Louis XVI (1754–1793) came to the throne in 1774, at nineteen—shy, conscientious, pious, and almost painfully sincere. He genuinely wished his subjects well. He backed the reforming ministers Turgot and later Necker, who tried to drag the monarchy toward solvency; he poured French treasure into the American Revolution, helping win a war for liberty even as his own house caught fire. What he could not do was rule. He vacillated, deferred, and withdrew. When a minister's reforms provoked the privileged orders, Louis backed away from the minister rather than face the conflict. He let events gather, crest, and break over him—choosing again and again the path of least immediate friction, until the friction had compounded into catastrophe.
The mind behind the forge and the failure was that of the ISFJ: dominant introverted sensing that loved routine, tradition, and the conscientious mastery of detail; auxiliary extraverted feeling that wanted, above all, to be good and to avoid giving offense; tertiary introverted thinking that found its one free expression in the mechanical logic of locks and clocks; and inferior extraverted intuition that left him fatally unable to grasp the revolutionary forces massing around his throne. He was the dutiful, gentle ISFJ on a seat that demanded a will he simply did not possess.

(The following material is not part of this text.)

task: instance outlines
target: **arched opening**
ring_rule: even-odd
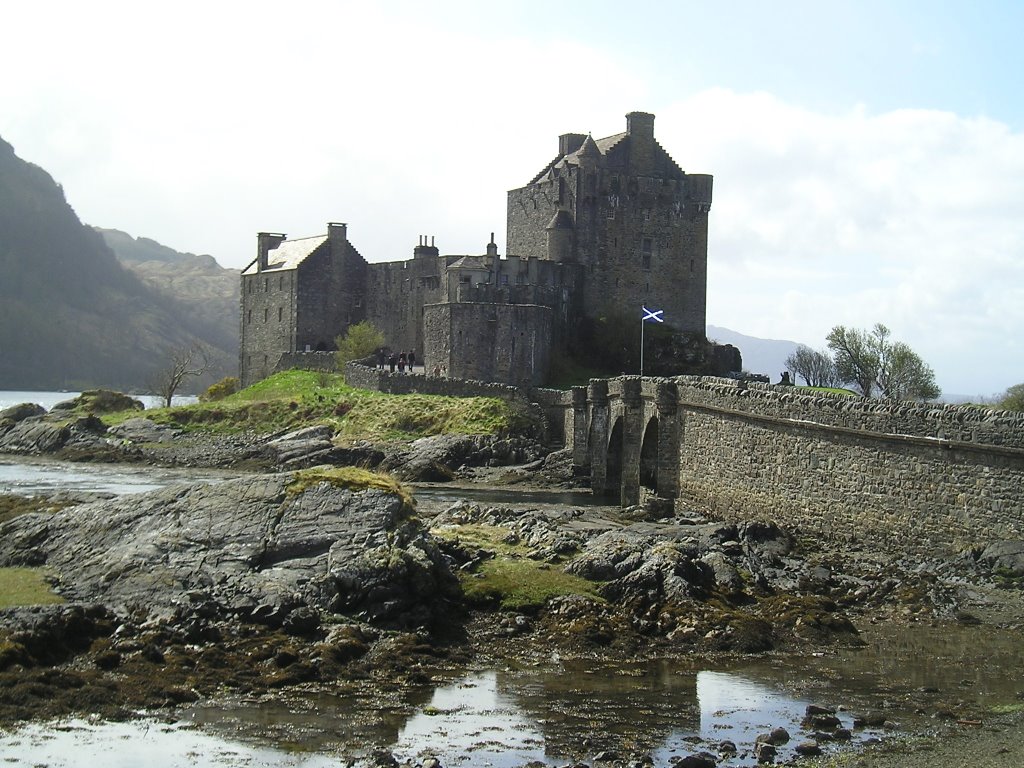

Louis XVI was the ISFJ on a throne—a dominant Si that loved routine, craft, and the settled order of tradition, governed by an auxiliary Fe that wished only to please and could not bring itself to command.
The Man Who Loved the Settled Order
Si — dominant
Dominant introverted sensing lives in the known and the concrete. It trusts what has been tested by time, takes comfort in routine, and prefers the tangible thing in hand to the abstract possibility in the air. Almost everything that made Louis XVI a poor king and a contented man flowed from this. He loved the daily round of Versailles not for its political theater—which bored and oppressed his wife—but for its predictability: the hunt, the meals, the prayers, the fixed appointments of a fixed existence. He kept a diary recording, with a steward's meticulousness, the day's weather and the number of animals killed in the chase.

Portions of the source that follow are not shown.